Il s’agit sans doute d’une des questions les plus centrales d’un divorce, avec celui de la prestation compensatoire.

Parmi les critères on prendra donc en compte les revenus du parent débiteur, dont on déduira son minimum vital et auquel s’ajoute le nombre d’enfants issus du couple et modéré par la modalité de garde.

Un tableau disponible sur le site du ministère de la Justice permet d’avoir un barème des pensions alimentaires en prenant en compte les différentes situations. Le site met également à disposition un outil de simulation afin de faire une estimation du montant.

Dans la cadre d’un divorce à l’amiable, ces outils peuvent aider les conjoints à se faire une idée du montant de la pension alimentaire qui sera inscrit dans la convention de divorce par consentement mutuel.

L’avantage de la procédure de divorce à l’amiable est d’éviter un contentieux difficile dont l’enfant risque d’être la victime. En procédant ainsi, on préserve les intérêts supérieurs de l’enfant.

Peut-on modifier le montant après la signature de la convention de divorce à l’amiable ?

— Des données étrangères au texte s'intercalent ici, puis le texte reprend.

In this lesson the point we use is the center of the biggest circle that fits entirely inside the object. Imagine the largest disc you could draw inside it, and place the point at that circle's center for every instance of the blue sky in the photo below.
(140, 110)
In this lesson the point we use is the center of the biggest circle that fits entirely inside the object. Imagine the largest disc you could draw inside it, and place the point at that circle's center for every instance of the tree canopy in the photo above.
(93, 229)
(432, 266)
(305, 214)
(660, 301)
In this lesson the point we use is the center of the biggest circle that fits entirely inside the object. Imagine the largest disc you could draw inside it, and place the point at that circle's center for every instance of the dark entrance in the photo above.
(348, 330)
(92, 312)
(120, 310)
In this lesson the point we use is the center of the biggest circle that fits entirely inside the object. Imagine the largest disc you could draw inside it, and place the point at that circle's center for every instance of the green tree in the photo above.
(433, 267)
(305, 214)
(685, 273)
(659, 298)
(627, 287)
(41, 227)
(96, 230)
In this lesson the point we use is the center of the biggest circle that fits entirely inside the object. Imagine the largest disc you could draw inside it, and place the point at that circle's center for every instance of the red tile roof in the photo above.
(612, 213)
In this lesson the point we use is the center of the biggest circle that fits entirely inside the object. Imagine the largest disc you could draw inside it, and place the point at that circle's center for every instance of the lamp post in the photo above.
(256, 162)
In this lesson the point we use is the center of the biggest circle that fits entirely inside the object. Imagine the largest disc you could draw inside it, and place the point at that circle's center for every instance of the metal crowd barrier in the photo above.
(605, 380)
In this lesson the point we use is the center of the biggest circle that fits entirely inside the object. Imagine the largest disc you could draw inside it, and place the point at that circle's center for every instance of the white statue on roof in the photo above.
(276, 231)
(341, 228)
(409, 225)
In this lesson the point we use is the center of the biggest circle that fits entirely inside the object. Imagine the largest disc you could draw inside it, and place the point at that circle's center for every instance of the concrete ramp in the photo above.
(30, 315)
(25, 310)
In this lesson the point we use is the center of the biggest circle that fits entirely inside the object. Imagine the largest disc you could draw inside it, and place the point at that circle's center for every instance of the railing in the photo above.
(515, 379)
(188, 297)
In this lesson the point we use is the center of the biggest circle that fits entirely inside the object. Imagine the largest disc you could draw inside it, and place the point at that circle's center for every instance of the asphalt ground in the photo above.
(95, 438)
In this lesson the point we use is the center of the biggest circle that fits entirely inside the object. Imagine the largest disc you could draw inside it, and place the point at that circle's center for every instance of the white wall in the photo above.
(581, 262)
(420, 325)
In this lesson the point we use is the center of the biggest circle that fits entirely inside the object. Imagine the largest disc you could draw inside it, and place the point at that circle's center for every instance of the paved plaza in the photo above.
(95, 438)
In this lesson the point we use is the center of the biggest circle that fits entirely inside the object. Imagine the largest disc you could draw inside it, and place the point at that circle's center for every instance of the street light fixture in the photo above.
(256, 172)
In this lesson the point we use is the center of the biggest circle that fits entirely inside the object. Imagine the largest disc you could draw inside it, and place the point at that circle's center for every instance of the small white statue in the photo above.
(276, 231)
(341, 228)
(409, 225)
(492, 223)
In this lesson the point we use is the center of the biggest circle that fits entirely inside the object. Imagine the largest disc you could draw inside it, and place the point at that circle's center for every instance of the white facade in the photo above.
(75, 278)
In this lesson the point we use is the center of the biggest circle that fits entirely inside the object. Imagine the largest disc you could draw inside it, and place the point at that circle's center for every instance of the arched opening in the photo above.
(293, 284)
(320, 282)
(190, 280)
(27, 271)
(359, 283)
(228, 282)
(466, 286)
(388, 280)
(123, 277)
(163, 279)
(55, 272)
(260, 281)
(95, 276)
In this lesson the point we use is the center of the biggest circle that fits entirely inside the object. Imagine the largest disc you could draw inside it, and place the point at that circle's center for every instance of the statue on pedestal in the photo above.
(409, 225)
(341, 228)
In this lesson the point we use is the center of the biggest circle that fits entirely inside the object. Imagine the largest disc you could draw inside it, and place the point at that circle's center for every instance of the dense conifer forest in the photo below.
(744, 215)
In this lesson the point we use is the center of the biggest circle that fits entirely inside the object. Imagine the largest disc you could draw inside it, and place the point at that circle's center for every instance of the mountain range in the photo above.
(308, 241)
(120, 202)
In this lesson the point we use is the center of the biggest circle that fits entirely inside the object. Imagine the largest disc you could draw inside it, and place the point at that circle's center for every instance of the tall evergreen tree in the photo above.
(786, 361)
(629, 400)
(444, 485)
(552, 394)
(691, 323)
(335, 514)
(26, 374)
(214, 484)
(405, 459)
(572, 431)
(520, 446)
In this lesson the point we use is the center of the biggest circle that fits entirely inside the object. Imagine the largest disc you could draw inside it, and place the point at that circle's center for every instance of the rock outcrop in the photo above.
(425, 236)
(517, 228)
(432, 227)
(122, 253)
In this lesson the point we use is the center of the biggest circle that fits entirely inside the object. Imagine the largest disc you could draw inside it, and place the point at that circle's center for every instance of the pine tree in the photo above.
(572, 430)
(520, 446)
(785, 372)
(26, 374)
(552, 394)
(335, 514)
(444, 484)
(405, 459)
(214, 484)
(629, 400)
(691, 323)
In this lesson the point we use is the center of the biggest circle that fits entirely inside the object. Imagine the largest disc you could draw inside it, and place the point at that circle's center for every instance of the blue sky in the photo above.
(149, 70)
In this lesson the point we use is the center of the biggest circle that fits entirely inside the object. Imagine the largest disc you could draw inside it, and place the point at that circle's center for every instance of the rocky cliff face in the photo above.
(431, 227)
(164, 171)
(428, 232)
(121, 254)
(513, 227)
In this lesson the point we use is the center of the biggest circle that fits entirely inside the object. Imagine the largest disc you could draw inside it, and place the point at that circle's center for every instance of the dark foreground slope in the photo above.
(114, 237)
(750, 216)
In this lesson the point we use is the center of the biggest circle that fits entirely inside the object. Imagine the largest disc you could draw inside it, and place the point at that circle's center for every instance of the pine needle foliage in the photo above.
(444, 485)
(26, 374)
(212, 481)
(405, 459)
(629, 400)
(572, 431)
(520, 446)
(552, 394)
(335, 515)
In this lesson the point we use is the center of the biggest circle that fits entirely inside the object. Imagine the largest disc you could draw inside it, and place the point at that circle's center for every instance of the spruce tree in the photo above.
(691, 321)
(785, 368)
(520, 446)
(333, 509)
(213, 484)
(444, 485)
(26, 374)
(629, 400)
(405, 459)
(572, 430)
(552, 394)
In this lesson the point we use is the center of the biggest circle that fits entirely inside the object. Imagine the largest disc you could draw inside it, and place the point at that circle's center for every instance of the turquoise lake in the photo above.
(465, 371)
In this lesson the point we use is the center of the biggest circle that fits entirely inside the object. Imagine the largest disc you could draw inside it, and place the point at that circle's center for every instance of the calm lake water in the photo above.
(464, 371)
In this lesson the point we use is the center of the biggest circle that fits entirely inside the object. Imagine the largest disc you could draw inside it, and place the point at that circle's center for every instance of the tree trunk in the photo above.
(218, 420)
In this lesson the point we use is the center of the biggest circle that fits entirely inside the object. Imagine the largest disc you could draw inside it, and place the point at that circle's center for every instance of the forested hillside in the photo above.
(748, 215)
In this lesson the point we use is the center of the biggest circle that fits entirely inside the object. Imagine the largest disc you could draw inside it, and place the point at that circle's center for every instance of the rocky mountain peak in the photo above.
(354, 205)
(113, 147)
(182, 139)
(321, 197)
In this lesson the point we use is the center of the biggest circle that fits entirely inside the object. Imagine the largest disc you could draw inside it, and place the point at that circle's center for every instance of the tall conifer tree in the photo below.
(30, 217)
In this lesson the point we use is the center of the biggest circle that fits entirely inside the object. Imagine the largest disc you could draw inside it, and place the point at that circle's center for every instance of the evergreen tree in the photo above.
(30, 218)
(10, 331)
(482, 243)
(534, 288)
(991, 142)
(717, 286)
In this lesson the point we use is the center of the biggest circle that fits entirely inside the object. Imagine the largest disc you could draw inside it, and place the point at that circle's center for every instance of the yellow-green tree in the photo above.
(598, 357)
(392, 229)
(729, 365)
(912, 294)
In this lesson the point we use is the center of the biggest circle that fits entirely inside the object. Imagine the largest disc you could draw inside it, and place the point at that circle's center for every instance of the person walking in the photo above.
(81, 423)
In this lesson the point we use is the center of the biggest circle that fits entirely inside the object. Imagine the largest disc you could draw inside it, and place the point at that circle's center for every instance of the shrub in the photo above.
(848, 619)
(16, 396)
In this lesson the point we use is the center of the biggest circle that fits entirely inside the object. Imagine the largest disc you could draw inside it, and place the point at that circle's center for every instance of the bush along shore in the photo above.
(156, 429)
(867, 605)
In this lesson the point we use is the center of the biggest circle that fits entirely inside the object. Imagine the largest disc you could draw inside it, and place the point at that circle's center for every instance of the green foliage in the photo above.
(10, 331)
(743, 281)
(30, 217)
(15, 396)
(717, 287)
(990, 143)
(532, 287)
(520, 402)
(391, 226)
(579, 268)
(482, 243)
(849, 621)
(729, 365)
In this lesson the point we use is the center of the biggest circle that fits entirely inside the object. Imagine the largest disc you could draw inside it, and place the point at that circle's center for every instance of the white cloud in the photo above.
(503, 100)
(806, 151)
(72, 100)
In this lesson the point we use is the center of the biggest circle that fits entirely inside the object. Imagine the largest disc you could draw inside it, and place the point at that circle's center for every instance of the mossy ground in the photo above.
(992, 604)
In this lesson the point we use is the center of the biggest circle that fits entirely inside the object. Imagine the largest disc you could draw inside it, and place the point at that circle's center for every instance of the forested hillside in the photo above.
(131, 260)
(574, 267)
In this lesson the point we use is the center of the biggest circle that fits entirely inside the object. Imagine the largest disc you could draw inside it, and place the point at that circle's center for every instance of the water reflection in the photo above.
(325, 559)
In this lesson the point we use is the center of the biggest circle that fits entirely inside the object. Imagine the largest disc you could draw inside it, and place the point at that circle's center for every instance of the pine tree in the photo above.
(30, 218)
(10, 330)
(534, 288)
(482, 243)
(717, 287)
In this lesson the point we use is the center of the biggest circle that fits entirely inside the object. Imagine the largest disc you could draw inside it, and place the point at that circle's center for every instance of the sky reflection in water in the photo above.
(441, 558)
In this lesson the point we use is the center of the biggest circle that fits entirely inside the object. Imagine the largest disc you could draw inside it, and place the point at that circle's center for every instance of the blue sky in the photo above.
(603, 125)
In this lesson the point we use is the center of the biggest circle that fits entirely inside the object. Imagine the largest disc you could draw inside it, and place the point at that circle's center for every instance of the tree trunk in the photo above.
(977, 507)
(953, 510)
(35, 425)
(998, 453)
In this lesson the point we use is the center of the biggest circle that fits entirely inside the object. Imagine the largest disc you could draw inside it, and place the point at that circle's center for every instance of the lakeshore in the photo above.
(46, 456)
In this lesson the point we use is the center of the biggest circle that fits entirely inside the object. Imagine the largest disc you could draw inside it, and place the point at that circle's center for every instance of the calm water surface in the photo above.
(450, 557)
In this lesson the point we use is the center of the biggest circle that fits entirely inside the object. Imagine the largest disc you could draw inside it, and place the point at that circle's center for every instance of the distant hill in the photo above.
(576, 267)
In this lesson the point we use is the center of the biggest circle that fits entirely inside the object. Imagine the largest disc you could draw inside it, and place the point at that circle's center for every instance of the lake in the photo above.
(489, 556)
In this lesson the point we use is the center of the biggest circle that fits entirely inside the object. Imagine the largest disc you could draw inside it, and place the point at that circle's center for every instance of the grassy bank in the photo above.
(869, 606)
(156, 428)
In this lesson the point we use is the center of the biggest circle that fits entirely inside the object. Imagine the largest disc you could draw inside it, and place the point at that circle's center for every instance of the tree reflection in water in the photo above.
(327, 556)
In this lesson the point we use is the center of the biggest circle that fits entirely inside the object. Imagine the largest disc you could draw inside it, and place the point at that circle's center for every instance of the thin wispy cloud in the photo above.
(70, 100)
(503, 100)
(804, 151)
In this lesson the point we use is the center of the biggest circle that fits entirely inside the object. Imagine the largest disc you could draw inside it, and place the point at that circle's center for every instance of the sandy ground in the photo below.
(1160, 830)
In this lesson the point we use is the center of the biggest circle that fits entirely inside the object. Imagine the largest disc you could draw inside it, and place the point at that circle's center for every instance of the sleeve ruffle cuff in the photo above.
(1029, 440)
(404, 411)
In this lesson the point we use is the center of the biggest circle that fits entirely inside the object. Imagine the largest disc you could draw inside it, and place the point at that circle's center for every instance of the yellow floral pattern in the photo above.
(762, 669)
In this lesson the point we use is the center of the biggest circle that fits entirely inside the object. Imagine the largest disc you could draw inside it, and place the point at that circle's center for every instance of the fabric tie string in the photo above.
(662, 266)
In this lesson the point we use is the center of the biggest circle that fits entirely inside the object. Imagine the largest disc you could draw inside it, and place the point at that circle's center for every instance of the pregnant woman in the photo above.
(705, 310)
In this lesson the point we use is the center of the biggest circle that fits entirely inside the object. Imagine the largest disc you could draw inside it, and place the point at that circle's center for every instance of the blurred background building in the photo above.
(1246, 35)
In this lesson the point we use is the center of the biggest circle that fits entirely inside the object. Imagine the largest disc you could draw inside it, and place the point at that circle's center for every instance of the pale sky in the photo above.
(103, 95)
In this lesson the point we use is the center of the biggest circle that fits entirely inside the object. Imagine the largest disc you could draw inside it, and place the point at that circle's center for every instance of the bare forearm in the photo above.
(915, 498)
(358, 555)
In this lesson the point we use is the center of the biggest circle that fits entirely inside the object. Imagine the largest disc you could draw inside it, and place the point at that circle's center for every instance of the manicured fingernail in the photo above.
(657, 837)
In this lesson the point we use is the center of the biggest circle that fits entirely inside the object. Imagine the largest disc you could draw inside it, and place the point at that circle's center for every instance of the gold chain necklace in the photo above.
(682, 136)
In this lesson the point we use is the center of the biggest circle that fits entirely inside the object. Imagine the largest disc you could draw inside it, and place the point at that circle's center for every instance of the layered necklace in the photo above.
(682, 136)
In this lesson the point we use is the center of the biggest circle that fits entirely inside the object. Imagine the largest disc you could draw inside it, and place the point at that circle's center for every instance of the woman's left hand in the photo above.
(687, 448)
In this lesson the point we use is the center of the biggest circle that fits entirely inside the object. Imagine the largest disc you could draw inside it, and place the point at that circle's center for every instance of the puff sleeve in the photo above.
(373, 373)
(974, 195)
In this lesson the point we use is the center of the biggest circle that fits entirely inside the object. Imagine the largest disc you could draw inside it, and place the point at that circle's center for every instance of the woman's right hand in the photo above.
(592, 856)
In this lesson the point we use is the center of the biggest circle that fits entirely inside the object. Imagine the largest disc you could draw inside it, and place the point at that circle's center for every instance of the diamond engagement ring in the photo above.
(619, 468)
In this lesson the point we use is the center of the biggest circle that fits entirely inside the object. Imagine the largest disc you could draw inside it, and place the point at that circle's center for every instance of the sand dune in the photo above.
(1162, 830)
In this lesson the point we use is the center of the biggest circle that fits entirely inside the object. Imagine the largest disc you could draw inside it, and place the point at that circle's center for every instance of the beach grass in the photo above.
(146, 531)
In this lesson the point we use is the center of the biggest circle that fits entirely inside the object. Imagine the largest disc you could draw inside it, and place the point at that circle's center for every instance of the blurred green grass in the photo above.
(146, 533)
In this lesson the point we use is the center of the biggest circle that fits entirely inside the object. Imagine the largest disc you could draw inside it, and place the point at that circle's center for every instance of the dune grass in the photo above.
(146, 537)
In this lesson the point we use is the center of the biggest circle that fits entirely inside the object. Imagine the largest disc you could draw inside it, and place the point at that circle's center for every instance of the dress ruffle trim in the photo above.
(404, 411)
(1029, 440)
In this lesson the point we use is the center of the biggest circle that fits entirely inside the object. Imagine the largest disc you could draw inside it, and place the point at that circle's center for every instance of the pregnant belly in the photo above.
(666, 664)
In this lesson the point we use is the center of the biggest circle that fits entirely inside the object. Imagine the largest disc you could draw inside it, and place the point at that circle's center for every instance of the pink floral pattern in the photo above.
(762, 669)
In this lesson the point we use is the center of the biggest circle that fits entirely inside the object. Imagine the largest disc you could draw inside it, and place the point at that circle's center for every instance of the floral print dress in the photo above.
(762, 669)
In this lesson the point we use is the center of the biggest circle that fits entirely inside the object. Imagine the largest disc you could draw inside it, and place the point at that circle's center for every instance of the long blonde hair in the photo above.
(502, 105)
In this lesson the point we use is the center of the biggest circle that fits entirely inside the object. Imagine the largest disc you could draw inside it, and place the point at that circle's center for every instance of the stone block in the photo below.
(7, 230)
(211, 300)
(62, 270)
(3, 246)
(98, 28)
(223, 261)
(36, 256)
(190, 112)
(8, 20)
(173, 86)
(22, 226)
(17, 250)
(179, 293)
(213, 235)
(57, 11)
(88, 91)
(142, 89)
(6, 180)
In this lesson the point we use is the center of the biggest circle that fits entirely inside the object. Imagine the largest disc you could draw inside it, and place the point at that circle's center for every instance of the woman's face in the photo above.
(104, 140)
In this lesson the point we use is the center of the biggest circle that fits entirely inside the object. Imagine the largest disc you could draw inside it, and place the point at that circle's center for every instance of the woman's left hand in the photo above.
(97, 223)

Dans le cas ou les deux anciens époux sont d’accord pour changer le montant, la procédure reste simple et pourra se faire par le biais d’un avocat qui fera modifier la convention. Elle sera de nouveau déposée au rang des minutes d’un notaire.

Si un seul des deux ex-conjoints souhaite modifier le montant, alors le seul moyen d’y parvenir sera en passant devant un tribunal. Un juge aux affaires familiales pourra alors statuer sur le changement du montant de la pension alimentaire.

Avant de procéder à cette modification, il faudra s’assurer que le nouveau montant soit justifié et rentre dans le barème du ministère de la Justice.

La pension alimentaire sera versée au parent en charge de la garde de l’enfant jusqu’à sa majorité afin de subvenir aux besoins de ce dernier. Par la suite, c’est l’enfant qui recevra ce montant jusqu’à ce qu’il soit en mesure de subvenir à ses propres besoins.

Un divorce à l’amiable pour l’intérêt supérieur de l’enfant

Ainsi, que la procédure de divorce soit à l’amiable ou pas, le paiement de la pension alimentaire reste une nécessité et une obligation. Un parent ne peut pas se soustraire à sa responsabilité de subvenir au bien de son enfant, qu’il s’agisse du logement, de la nourriture, des vêtements, des frais liés à l’éducation, aux soins médicaux ou à ses loisirs et ses vacances. Le divorce par consentement mutuel permet aux parents de négocier ce point, avec une plus grande sérénité, en gardant en tête l’intérêt de l’enfant, tout en mettant de côté les sujets de tension dont l’enfant doit être impérativement préservé. La souplesse, l’ouverture d’esprit, la compréhension des besoins premiers de l’enfant sont centrales afin de réussir un divorce à l’amiable.